Previous studies have highlighted the emerging role of AMPK/mTOR in cancer, and the best understood role of mTOR in mammalian cells is the control of mRNA translation through the phosphorylation of 4E-BP1 (51,52). In addition to lipogenic suppression, it was observed that PTE may also act as a translation-suppressing mimetic. In the present study, it was observed that PTE treatment downregulated the phosphorylation of mTOR and, consequently, the dephosphorylation of 4E-BP1. The regulation of these key steps to translation initiation following PTE treatment may suppress general mRNA translation in MM cells. It is established that cancer cells are sensitive to nutrient shortage (16,34). Once PTE treatment drives MM cells into a low-nutrient state, the cells may have been killed by the depletion of intracellular lipids and proteins. The effect of PTE on metabolic suppression and apoptosis was reversed by the pharmacological AMPK inhibitor compound C, further confirming the central role of AMPK in mediating the nutrient suppression and antineoplastic effects of PTE on MM cells.
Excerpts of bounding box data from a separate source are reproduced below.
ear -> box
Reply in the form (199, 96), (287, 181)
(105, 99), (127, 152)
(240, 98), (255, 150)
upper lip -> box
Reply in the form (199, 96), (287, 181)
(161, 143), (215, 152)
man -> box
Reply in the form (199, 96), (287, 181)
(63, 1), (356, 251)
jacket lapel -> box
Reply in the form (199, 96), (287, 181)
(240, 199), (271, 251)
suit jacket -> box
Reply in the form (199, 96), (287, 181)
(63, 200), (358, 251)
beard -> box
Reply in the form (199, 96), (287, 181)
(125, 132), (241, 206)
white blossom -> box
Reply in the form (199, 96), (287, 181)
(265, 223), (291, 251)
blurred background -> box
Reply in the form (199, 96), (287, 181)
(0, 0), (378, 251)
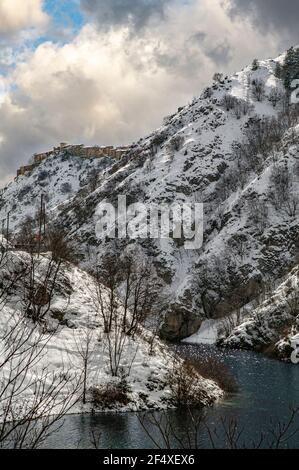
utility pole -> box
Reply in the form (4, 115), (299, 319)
(38, 194), (44, 256)
(6, 212), (10, 251)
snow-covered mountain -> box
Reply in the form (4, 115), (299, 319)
(0, 48), (299, 339)
(0, 246), (224, 412)
(218, 266), (299, 363)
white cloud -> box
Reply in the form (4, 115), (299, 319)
(0, 0), (290, 186)
(0, 0), (49, 35)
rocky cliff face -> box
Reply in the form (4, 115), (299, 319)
(218, 266), (299, 364)
(0, 49), (299, 340)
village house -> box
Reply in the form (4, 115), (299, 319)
(17, 142), (128, 177)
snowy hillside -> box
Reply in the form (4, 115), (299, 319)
(219, 266), (299, 361)
(0, 49), (299, 340)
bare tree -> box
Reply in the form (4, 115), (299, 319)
(0, 239), (81, 448)
(75, 322), (94, 405)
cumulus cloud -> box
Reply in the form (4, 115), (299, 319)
(0, 0), (49, 37)
(0, 0), (290, 184)
(81, 0), (174, 31)
(227, 0), (299, 45)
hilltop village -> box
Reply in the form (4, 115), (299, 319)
(17, 142), (128, 177)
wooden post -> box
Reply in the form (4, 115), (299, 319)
(38, 194), (44, 256)
(6, 212), (10, 251)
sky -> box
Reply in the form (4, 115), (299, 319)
(0, 0), (299, 187)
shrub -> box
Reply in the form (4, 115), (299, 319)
(168, 135), (184, 152)
(167, 360), (207, 408)
(252, 80), (265, 101)
(60, 182), (72, 194)
(37, 170), (49, 181)
(193, 357), (238, 393)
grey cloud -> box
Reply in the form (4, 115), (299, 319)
(229, 0), (299, 43)
(81, 0), (173, 30)
(207, 41), (232, 65)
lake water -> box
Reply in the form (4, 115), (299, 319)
(44, 345), (299, 449)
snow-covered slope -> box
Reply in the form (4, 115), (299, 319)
(0, 49), (299, 339)
(219, 266), (299, 363)
(0, 248), (223, 414)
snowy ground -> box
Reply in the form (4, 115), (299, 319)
(0, 248), (223, 413)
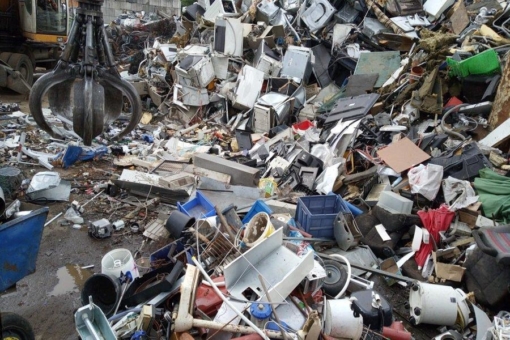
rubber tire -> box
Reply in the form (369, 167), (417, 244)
(322, 260), (347, 296)
(8, 53), (34, 85)
(0, 313), (35, 340)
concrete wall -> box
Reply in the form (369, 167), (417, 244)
(103, 0), (181, 23)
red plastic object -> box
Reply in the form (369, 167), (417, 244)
(231, 333), (263, 340)
(292, 120), (315, 131)
(195, 276), (227, 316)
(383, 321), (412, 340)
(414, 204), (455, 267)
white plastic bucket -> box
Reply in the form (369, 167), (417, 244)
(409, 282), (459, 326)
(101, 248), (140, 280)
(243, 212), (274, 247)
(324, 299), (363, 339)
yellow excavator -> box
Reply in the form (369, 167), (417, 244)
(0, 0), (72, 93)
(0, 0), (142, 145)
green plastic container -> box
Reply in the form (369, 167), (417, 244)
(446, 49), (501, 78)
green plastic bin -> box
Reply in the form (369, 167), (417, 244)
(446, 49), (501, 78)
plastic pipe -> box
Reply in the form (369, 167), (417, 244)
(329, 254), (352, 299)
(191, 256), (270, 340)
(344, 201), (363, 217)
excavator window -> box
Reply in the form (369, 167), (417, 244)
(37, 0), (67, 34)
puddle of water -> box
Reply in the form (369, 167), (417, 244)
(48, 264), (93, 296)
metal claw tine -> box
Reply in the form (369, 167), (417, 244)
(29, 0), (142, 145)
(28, 65), (74, 137)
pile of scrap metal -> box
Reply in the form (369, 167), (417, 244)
(0, 0), (510, 334)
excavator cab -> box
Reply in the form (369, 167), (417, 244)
(19, 0), (72, 43)
(0, 0), (70, 93)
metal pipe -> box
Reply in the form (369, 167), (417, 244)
(193, 319), (282, 339)
(81, 314), (103, 340)
(317, 253), (417, 283)
(191, 256), (269, 340)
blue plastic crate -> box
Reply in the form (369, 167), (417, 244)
(295, 195), (350, 239)
(0, 207), (49, 292)
(242, 200), (273, 224)
(177, 190), (216, 219)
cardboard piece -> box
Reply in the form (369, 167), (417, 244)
(432, 252), (466, 282)
(377, 137), (430, 173)
(450, 1), (469, 34)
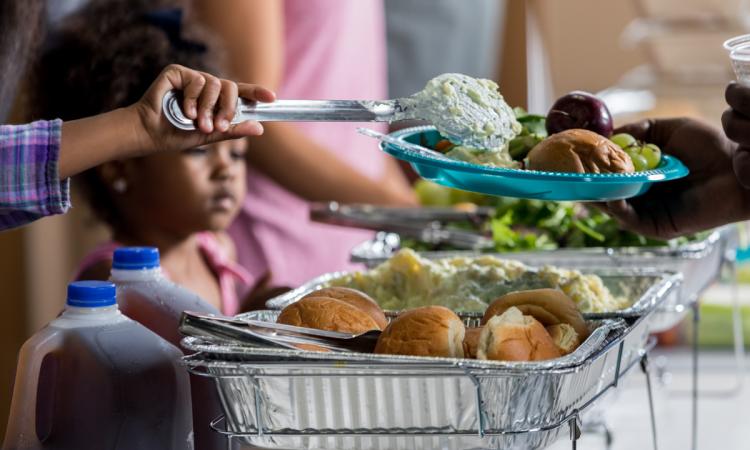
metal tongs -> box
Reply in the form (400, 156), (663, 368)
(179, 311), (381, 353)
(162, 91), (413, 130)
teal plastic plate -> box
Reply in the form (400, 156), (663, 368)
(380, 126), (689, 201)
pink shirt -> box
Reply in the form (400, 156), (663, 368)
(230, 0), (388, 286)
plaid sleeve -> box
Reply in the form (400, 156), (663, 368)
(0, 119), (70, 230)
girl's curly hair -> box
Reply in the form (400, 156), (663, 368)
(29, 0), (221, 230)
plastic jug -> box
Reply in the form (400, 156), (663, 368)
(3, 281), (193, 450)
(110, 247), (227, 450)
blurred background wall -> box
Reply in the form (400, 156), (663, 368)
(0, 0), (747, 440)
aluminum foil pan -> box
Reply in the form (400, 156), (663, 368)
(266, 268), (682, 319)
(351, 226), (737, 332)
(183, 312), (649, 450)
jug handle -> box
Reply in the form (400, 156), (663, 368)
(3, 333), (63, 449)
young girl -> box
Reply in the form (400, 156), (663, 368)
(35, 2), (248, 314)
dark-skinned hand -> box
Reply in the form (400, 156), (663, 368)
(599, 114), (750, 239)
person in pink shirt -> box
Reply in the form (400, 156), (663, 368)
(194, 0), (416, 308)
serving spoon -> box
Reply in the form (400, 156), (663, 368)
(179, 311), (381, 353)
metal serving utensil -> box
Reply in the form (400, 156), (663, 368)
(162, 74), (520, 149)
(310, 202), (495, 250)
(180, 311), (381, 353)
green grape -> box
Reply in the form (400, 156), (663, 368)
(641, 144), (661, 170)
(609, 133), (636, 149)
(625, 149), (648, 172)
(414, 180), (451, 206)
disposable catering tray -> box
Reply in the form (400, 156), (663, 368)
(351, 226), (737, 332)
(183, 310), (649, 450)
(266, 268), (683, 319)
(183, 269), (680, 450)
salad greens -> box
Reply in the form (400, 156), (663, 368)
(412, 180), (704, 252)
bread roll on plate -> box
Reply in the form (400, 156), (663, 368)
(527, 129), (635, 173)
(477, 307), (562, 361)
(481, 289), (590, 341)
(303, 286), (388, 330)
(276, 297), (380, 334)
(375, 306), (465, 358)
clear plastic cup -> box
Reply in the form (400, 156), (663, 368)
(724, 34), (750, 85)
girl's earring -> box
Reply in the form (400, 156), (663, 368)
(112, 178), (128, 194)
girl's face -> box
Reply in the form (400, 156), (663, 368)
(113, 139), (247, 234)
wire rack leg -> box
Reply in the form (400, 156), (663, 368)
(641, 353), (659, 450)
(690, 301), (701, 450)
(728, 258), (745, 394)
(568, 415), (581, 450)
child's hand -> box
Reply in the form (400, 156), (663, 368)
(133, 64), (276, 153)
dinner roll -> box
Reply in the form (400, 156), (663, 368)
(527, 129), (635, 173)
(375, 306), (465, 358)
(276, 297), (380, 334)
(477, 307), (562, 361)
(303, 286), (388, 330)
(481, 289), (589, 341)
Autophagy occurs at physiological levels to facilitate macromolecular turnover; it is upregulated when cell homeo-stasis is disrupted through nutrient shortage (53). In the present study, it was observed at the molecular and cellular levels that PTE evidently induced autophagy in MM cells. It was then demonstrated that the pro-apoptotic effect of PTE was enhanced following co-treatment with autophagy inhibitors, revealing that autophagy exerts a protective role against PTE-induced apoptosis. Therefore, PTE in combination with autophagy inhibitors may be a novel alternative for the treatment of MM. As the AMPK/mTOR pathway is also involved in the regulation of autophagy in cancer cells (37), we hypothesized that treatment with PTE drives cells into a low-nutrient state, and that autophagy may be adaptively upregulated to maintain cell homeostasis through promoting the lysosomal degradation of damaged or redundant cell constituents. As a self-protective step in nutrient shortage, autophagy may promote the survival of MM cells. However, despite these observations, the underlying mechanism for the effect of autophagy on survival and apoptosis in conditions of nutrient shortage due to PTE treatment remains uncharacterized and should be the subject of further investigation.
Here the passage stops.